The Sochatchover dynasty continues today under the leadership of Bornsztain's great-great-grandson. A Sochatchover Yeshiva, called Yeshivat Avnei Nezer DeSochatchov, operates in Jerusalem under the leadership of Rabbi Moshe Betzalel Weinberg, a brother-in-law of the current rebbe.
Homeless People – Sukkos we are all homeless. So it’s a good time to talk about the those that don’t have a home all year around or a dirat keva to go out from into their sukkah, Although Israel has a very low homeless persons rate, about 2300 people according to a study done in 2015 and .02% of the population, it is 2300 too many. Over a third of the homeless live in Tel Aiv, Haifa and Jerualem about 8% and Ashdod has about 5%. The majority of the homeless are Russian immigrant almost 50% amazingly and tragically enough. Is there anything sadder than moving to the land Hashem promised us and not having a home here? Although a quarter of them drug related reasons, almost 17% are because of financial challenges. As well perhaps most tragic are those that were thrown out of their houses by the Israeli government like those from Gush Katif, who have yet to find houses and live in trailers as well. There are organizations and government programs that are trying to deal with this growing problem which has increased significantly. As we sit in out Sukkos it is worthwhile to ponder, reflect, pray and consider what we may do to help this growing problem

Steps to Build a Campfire Joke
1. Split dead limb into fragments and shave one fragment into slivers.
2. Bandage left thumb.
3. Chop other fragments into smaller fragments.
4. Bandage left foot.
5. Make a structure of slivers (including those embedded in the hand).
6. Light match.
7. Light match.
8. Repeat “I’m a Happy Camper” and light match.
9. Apply match to slivers, add wood fragments, and blow gently into base of flames.
10. Apply burn ointment to nose.
11. When fire is burning, collect more wood.
12. When fire is burning well, add all remaining firewood.
13. After thunderstorm has passed, repeat the above steps.

The loaded mini-van pulled into the only remaining campsite. Four children leaped from the vehicle and began feverishly unloading gear and setting up the tent. The boys rushed to gather firewood, while the girls and their mother set up the camp stove and cooking utensils.
A nearby camper marveled to the youngsters’ father, “That, sir, is some display of teamwork.”
The father replied, “I have a system — no one goes to the bathroom until the camp is set up.”

A Yankel and son went fishing one day. While they were out in the boat, the boy suddenly became curious about the world around him. He asked his father, "How does this boat float?
Yankel replied, "Don't rightly know son." A little later, the boy looked at his father and asked, "How do fish breathe underwater?"
Once again the Yankel replied, "Don't rightly know son." A little later the boy asked his father, "Why is the sky blue?"Again, the father repied. "Don't rightly know son." Finally, the boy asked his father, "Tatty, do you mind my asking you all of these questions?"
Yankel knips his cheek and tells him "Of course not my dear child if  you don't ask questions, you never learn nothin'."

Berel and his wife Chani were on a camping and hiking trip.

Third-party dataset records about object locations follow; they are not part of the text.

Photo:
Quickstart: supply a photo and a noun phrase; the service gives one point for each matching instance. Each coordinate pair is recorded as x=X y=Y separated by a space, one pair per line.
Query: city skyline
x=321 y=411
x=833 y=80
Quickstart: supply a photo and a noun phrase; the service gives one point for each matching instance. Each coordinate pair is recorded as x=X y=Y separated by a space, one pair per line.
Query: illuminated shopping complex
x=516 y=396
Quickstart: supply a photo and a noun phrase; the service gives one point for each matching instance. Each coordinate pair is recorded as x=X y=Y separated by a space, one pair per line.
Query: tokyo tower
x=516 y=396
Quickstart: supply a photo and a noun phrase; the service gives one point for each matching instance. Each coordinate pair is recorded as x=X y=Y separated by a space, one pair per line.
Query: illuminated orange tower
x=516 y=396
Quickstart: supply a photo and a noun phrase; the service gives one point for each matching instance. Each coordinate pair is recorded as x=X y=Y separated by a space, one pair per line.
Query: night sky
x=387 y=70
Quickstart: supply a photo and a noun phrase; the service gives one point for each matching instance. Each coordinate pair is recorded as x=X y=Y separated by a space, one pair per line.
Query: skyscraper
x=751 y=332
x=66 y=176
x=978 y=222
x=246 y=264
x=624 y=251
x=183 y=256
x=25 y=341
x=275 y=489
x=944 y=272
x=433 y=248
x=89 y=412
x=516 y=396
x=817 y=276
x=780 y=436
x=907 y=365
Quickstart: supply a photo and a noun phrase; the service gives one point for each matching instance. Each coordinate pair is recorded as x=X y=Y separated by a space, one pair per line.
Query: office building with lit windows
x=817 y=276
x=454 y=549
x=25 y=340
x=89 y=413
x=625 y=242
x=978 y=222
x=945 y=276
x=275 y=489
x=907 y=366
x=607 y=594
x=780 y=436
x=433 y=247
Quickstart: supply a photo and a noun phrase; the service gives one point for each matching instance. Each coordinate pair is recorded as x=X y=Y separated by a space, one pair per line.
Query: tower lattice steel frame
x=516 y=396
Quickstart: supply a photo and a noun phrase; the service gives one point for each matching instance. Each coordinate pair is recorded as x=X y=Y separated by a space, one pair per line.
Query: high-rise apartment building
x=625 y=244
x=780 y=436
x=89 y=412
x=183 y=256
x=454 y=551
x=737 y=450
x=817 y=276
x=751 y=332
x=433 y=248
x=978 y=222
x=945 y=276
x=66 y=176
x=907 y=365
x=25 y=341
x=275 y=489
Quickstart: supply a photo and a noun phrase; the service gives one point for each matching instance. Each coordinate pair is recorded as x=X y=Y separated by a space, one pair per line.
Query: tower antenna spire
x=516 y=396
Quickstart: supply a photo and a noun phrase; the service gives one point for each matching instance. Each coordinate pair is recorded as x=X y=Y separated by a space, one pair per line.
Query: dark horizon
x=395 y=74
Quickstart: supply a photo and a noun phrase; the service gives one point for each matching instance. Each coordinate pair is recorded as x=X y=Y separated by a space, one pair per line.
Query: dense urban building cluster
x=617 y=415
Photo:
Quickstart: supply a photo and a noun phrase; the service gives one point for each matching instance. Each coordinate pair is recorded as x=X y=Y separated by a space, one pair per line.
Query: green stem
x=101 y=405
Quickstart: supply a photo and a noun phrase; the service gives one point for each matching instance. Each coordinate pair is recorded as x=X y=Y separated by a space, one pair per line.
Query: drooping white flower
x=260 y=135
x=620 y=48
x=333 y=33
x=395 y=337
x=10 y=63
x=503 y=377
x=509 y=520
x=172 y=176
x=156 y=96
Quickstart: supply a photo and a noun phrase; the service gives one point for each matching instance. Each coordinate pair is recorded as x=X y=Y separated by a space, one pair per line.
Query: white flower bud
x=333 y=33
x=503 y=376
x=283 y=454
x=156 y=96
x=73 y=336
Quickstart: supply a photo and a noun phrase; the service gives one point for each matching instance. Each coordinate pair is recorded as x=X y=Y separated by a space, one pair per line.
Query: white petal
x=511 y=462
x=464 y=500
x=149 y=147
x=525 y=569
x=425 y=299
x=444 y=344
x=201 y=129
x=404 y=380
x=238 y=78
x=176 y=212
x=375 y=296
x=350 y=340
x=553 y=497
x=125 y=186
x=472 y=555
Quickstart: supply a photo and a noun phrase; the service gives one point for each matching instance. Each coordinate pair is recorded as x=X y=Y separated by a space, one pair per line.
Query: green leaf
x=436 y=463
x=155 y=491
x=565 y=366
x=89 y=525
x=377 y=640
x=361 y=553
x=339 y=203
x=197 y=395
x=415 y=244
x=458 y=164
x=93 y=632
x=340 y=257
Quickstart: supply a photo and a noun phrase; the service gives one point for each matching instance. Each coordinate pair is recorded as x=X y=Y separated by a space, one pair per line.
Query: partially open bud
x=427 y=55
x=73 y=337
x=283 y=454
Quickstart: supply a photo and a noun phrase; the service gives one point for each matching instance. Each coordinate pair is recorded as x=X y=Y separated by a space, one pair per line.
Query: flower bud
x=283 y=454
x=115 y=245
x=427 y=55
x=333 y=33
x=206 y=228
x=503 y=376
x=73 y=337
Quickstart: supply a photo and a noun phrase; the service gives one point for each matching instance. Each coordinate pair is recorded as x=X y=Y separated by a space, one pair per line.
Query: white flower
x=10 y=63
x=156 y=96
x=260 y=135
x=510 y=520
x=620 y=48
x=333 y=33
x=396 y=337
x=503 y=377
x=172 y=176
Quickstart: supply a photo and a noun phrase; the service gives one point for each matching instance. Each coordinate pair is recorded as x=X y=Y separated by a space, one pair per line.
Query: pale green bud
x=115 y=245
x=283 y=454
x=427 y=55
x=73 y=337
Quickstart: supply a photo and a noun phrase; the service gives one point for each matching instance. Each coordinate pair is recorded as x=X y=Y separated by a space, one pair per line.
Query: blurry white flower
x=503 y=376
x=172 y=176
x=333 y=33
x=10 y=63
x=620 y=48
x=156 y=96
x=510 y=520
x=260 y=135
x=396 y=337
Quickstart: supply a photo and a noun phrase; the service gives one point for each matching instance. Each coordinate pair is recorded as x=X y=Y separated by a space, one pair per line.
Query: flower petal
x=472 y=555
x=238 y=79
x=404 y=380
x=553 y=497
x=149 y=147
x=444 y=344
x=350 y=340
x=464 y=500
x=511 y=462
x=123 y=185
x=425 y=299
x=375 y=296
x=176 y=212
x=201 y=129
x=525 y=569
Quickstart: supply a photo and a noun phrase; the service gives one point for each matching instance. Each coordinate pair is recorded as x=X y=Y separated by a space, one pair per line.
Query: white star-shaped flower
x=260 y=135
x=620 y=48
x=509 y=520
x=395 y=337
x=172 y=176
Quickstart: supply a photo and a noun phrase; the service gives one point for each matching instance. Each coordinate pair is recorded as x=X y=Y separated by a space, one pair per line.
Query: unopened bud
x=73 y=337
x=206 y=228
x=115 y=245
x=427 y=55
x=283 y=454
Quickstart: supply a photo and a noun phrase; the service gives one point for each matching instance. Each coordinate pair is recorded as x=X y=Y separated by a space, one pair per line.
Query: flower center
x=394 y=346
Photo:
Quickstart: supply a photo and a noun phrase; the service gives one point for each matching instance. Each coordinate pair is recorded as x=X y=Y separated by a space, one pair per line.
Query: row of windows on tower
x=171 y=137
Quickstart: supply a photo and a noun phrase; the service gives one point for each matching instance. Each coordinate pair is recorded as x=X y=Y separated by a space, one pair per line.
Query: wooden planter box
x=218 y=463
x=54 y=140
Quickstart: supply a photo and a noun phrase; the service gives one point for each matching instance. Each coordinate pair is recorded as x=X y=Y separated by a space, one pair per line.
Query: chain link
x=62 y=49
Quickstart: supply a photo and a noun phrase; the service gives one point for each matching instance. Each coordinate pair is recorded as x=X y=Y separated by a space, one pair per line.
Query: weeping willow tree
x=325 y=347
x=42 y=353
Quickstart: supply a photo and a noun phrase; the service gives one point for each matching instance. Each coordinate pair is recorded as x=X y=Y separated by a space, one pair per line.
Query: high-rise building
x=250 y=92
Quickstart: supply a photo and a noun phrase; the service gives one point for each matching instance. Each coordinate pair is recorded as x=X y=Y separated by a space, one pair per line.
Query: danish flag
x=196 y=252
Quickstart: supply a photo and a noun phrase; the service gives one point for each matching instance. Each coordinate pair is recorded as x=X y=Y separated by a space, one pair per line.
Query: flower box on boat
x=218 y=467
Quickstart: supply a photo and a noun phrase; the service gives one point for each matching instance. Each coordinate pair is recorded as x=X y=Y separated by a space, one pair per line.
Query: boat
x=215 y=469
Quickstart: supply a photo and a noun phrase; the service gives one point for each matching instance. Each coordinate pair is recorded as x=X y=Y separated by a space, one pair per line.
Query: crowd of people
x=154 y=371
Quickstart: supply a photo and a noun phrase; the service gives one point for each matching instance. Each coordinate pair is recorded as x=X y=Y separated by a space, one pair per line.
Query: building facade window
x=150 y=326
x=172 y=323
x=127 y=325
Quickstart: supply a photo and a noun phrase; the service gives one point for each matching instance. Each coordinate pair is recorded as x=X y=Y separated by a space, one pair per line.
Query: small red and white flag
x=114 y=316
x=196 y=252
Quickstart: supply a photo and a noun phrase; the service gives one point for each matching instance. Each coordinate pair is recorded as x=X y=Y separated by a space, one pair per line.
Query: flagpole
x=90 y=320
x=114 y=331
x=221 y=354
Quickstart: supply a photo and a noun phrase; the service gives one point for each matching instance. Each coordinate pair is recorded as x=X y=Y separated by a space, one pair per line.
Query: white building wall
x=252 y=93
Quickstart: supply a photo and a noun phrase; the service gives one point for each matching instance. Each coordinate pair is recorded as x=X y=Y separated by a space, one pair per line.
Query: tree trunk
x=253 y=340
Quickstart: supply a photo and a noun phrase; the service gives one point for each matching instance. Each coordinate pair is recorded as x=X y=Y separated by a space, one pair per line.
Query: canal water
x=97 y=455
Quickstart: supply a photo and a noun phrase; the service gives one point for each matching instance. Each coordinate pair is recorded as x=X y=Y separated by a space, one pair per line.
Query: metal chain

They had gone to bed and were lying there looking up at the sky. Chani said, "Berel, look up. What do you see? "Well, I see thousands of stars." "And what does that mean to you?" "Well, I think of the promise of Hashem to Avraham that we will be multiplied like the stars of the sky. What does it mean to you, Chan?" "To me, it means someone has stolen our tent."

Answer is C– I  have no clue, nor do I much care. I knew this Kibbutz is in South in Negev, by Gaza. Gilad Shalit was snatched near there in 2006. Although it is a secular Kibbutz, in 2008 when it was hit by mortars in the worst bombardment ever the families decided to stay and make their Pesach Seder anyways. Nothing like good Israeli secular Jews! J. That’s the type of stuff my tourists are interested in. Not whats the name of this specific sand dune. This is the last question from the 2015 winter exam next season we”ll jump to this past summers 2017 summer exam! Let’s see if we know the answers.